There are a few wistful moments, some angry undertones, but as Paul At Home begins, Paul is on his way to his mother’s apartment, where he goes over her life and we learn about not only her faraway past, but the more recent events, taking us through two marriages, two divorces, and a life of loneliness that has her disengaging from the world. Some hectoring from her reveals that this might be her life, but in context of Paul, it is a warning. Paul is now divorced, not dating, not hanging out with friends, barely seeing Rose. Paul is on his way to becoming his mother.

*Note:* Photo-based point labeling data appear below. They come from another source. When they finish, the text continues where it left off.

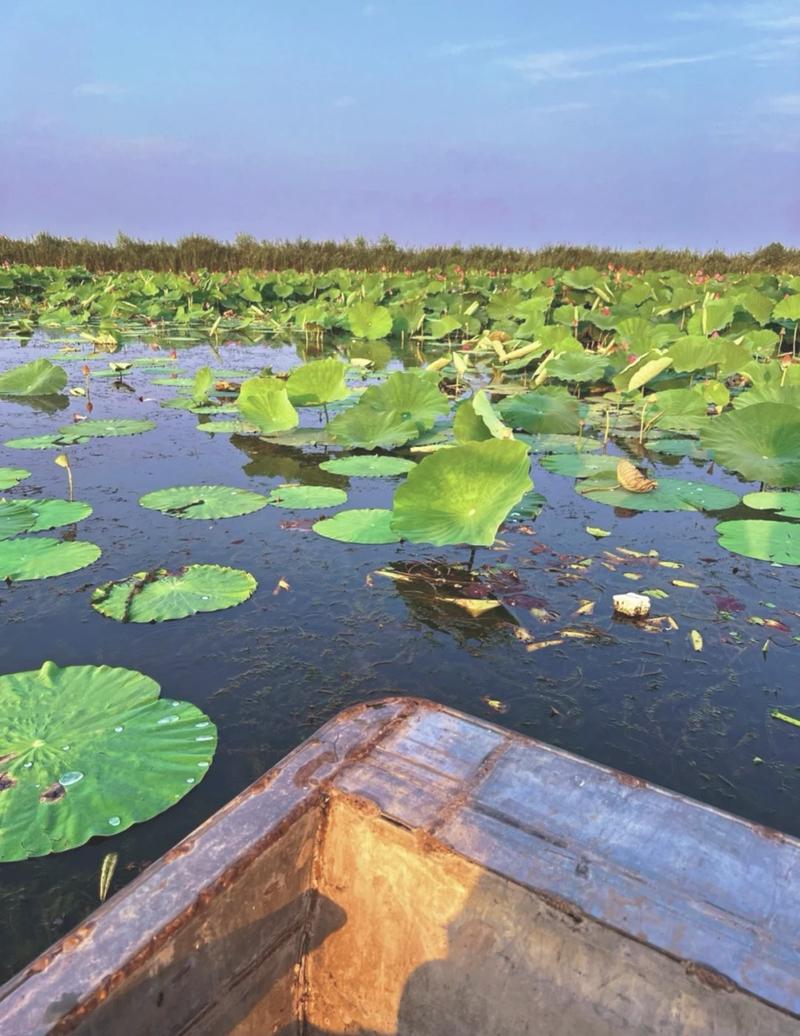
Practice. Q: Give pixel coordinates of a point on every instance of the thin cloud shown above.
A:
(586, 62)
(456, 50)
(99, 90)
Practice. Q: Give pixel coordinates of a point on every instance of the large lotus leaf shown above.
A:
(37, 557)
(159, 596)
(208, 502)
(762, 442)
(477, 420)
(16, 517)
(37, 378)
(669, 494)
(462, 494)
(369, 466)
(391, 413)
(368, 320)
(640, 371)
(265, 404)
(10, 477)
(580, 465)
(578, 367)
(544, 410)
(306, 496)
(105, 429)
(47, 441)
(786, 504)
(91, 750)
(319, 381)
(788, 308)
(767, 541)
(360, 525)
(677, 408)
(54, 514)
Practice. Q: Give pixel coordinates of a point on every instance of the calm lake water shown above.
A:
(273, 669)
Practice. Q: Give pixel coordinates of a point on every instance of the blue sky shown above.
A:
(523, 123)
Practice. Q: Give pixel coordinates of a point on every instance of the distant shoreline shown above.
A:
(245, 252)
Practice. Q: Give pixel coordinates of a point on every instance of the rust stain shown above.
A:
(711, 977)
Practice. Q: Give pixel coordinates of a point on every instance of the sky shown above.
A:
(515, 122)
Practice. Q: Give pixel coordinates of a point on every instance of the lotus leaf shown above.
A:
(10, 477)
(786, 504)
(104, 429)
(203, 502)
(160, 596)
(317, 382)
(306, 496)
(47, 441)
(368, 320)
(762, 442)
(264, 403)
(544, 410)
(477, 420)
(390, 414)
(669, 494)
(15, 517)
(768, 541)
(369, 466)
(37, 557)
(361, 525)
(37, 378)
(462, 494)
(91, 750)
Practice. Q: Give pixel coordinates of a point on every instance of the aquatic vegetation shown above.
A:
(390, 414)
(264, 403)
(768, 541)
(38, 557)
(203, 502)
(37, 378)
(159, 596)
(360, 525)
(306, 496)
(462, 494)
(10, 477)
(91, 750)
(762, 442)
(369, 466)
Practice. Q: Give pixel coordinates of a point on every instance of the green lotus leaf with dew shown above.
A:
(462, 494)
(88, 751)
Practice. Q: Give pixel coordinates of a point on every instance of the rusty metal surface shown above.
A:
(684, 879)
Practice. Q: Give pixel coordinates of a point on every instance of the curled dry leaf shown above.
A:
(631, 479)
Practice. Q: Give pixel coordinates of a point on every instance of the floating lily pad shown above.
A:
(47, 441)
(360, 525)
(10, 477)
(37, 378)
(104, 429)
(580, 465)
(369, 466)
(54, 514)
(669, 494)
(160, 595)
(544, 410)
(767, 541)
(208, 502)
(37, 557)
(306, 496)
(462, 494)
(91, 750)
(762, 442)
(319, 381)
(784, 504)
(390, 414)
(16, 517)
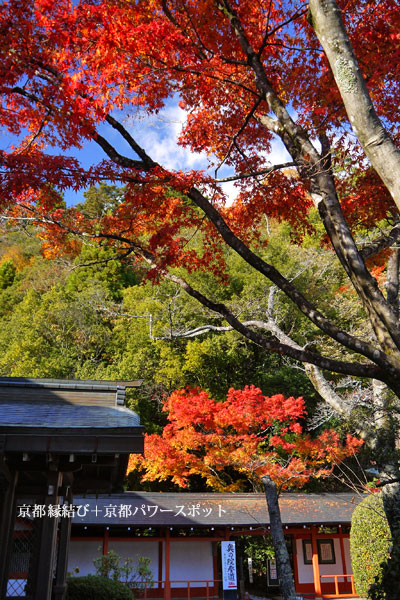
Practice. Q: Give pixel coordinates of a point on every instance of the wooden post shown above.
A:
(48, 539)
(105, 542)
(160, 559)
(60, 585)
(342, 553)
(295, 563)
(8, 510)
(167, 594)
(286, 581)
(317, 578)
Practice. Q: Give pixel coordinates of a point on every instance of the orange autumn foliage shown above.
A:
(249, 433)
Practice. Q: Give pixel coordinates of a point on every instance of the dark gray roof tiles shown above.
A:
(173, 509)
(62, 415)
(58, 404)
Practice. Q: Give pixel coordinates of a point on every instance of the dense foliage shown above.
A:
(94, 587)
(242, 439)
(370, 542)
(322, 78)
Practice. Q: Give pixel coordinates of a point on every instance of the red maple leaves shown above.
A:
(248, 434)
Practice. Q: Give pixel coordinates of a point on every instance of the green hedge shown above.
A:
(93, 587)
(370, 540)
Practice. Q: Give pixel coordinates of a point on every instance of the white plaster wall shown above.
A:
(190, 561)
(306, 572)
(133, 549)
(335, 569)
(81, 555)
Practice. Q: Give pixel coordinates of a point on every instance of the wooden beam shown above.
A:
(48, 539)
(60, 585)
(8, 511)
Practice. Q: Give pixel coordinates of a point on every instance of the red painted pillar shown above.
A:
(344, 567)
(105, 542)
(160, 558)
(317, 579)
(295, 564)
(167, 594)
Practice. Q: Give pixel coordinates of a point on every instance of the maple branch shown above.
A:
(296, 15)
(265, 171)
(323, 192)
(326, 20)
(236, 135)
(147, 161)
(286, 286)
(382, 242)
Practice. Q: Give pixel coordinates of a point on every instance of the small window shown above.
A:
(326, 552)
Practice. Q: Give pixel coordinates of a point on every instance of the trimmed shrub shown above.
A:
(370, 541)
(93, 587)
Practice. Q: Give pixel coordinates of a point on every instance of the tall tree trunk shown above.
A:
(325, 18)
(285, 574)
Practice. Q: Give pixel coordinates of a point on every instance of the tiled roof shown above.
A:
(62, 415)
(64, 404)
(213, 509)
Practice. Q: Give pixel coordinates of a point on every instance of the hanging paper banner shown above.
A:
(228, 555)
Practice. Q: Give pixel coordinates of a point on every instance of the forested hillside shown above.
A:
(87, 315)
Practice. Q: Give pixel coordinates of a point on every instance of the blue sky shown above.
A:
(158, 135)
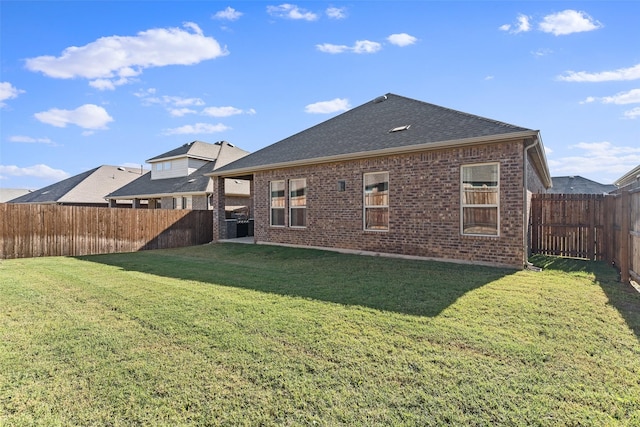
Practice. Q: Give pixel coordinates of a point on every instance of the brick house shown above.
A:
(397, 176)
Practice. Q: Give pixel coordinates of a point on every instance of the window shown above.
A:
(298, 202)
(480, 193)
(178, 203)
(277, 200)
(376, 201)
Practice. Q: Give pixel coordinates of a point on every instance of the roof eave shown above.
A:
(156, 196)
(377, 153)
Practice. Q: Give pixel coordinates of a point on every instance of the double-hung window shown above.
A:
(480, 194)
(298, 202)
(277, 201)
(376, 201)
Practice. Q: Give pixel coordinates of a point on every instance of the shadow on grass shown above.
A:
(622, 296)
(420, 288)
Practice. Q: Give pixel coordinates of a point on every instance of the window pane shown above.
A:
(376, 189)
(298, 217)
(480, 195)
(277, 201)
(480, 175)
(277, 194)
(377, 218)
(376, 201)
(277, 217)
(480, 220)
(297, 192)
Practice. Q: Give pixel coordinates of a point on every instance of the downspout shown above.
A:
(525, 211)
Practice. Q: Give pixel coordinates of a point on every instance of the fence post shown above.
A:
(625, 238)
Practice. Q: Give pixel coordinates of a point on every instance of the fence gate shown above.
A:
(570, 225)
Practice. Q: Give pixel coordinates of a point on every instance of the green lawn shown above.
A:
(230, 334)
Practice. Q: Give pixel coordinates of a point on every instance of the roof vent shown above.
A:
(399, 128)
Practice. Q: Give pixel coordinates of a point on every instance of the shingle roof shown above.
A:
(89, 187)
(578, 185)
(195, 149)
(366, 129)
(195, 183)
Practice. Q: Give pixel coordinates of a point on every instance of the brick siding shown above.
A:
(424, 206)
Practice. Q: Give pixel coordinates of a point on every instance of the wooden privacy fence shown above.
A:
(590, 226)
(52, 230)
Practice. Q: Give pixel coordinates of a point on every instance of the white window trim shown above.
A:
(364, 204)
(297, 207)
(464, 205)
(284, 208)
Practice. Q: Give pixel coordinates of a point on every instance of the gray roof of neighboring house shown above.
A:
(89, 187)
(578, 185)
(367, 130)
(7, 194)
(197, 150)
(630, 178)
(195, 183)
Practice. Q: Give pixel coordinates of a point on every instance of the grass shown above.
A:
(232, 334)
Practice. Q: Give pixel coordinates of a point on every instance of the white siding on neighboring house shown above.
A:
(170, 169)
(195, 164)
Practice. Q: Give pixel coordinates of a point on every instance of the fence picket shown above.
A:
(51, 230)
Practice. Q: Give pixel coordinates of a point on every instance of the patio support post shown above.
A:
(218, 203)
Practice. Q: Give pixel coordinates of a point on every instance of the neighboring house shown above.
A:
(7, 194)
(178, 181)
(631, 179)
(85, 189)
(397, 176)
(578, 185)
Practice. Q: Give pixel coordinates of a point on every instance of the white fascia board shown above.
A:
(383, 152)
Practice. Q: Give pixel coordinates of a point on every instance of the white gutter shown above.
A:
(377, 153)
(525, 212)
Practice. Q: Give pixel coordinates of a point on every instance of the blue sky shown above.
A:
(87, 83)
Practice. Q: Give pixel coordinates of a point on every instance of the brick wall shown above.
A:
(424, 206)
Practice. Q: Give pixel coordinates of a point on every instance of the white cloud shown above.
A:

This is not a Paul that we have known previously. Not that Paul was a perfect person, but he typically tried to rise to the challenges life presented him, even if he was initially confused by them at first. But now he responds to most things with irritation, sometimes even anger. What gets him going can be boiled down to one word — change — and it comes up in literally everything, whether it’s a product, a habit, or the life trajectory of his daughter. Change means that he can’t grasp onto anything because everything is moving along while he struggles to stay afloat.
To a degree, this chapter of the Paul series feels meandering, almost directionless. Paul sulks around with nothing, in particular, driving him, nowhere to go, not much to do. He’s wandering, almost dazed, reliant on his memories of childhood and digging in his heels when it comes to change, whether it’s his daughter’s plans to move to England or the unavoidable existence of cell phones. If Paul seems lost, the book does, too.
But that’s no accident. This quality of Paul At Home reflects the reality of going somewhere without being able to see it as so many people experience it. Life can seem disjointed sometimes as you age and Paul, now in his 50s, no longer even has a partnership to cling to. He huddles in his apartment alone except for his dog, lacking anything that makes him feel like he belongs somewhere and with somebody. The book is looking for purpose because its main character is. And just as a superhero has a supervillain disrupting the order of the universe, the ordinary person has change doing the same, and it becomes more of a destructive force as aging continues.
As usual, the brilliance of Paul lies not in the exceptional quality of the life portrayed, but in the normality and therefore accessibility and familiarity. Rabagliati has a keen instinct when it comes to parsing out the key moments of human life that are common to most of us, regardless of what kind of life we are leading, and he understands the conflicts become deeper and the meaning of our responses richer as we grapple with them as older people because we’ve reached a horrible moment where the end might still be far away, but it’s definitely in sight now. That understanding of your own finality puts greater pressure on not solving all these problems necessarily but at least learning to manage them for your own happiness for the time you have left. If youth is about running away from this stuff, maturity is about accepting them and living contentedly regardless.
Paul At Home is partially about facing mortality and all that implies, but it’s also about taking stock of your life prior to the end and not letting what you haven’t accomplished overtake your understanding that there is still time left for you. It’s also a warning not to allow the most cherished parts of your old life to create a standard that feels unachievable in your present and jars you into inaction.
But Paul, like so many of us, is in the middle of his life, and he’s doing the best he can with it. That’s always been the case in the Paul books and what allows for little points of surprise, for happiness and sadness, and for regrets and moments of learning. In Paul At Home, Paul is stripped of so many things and brought down to his essence, and as many of us will find ourselves someday, in a position of finding his place in a world that seems less tangible as the years move on.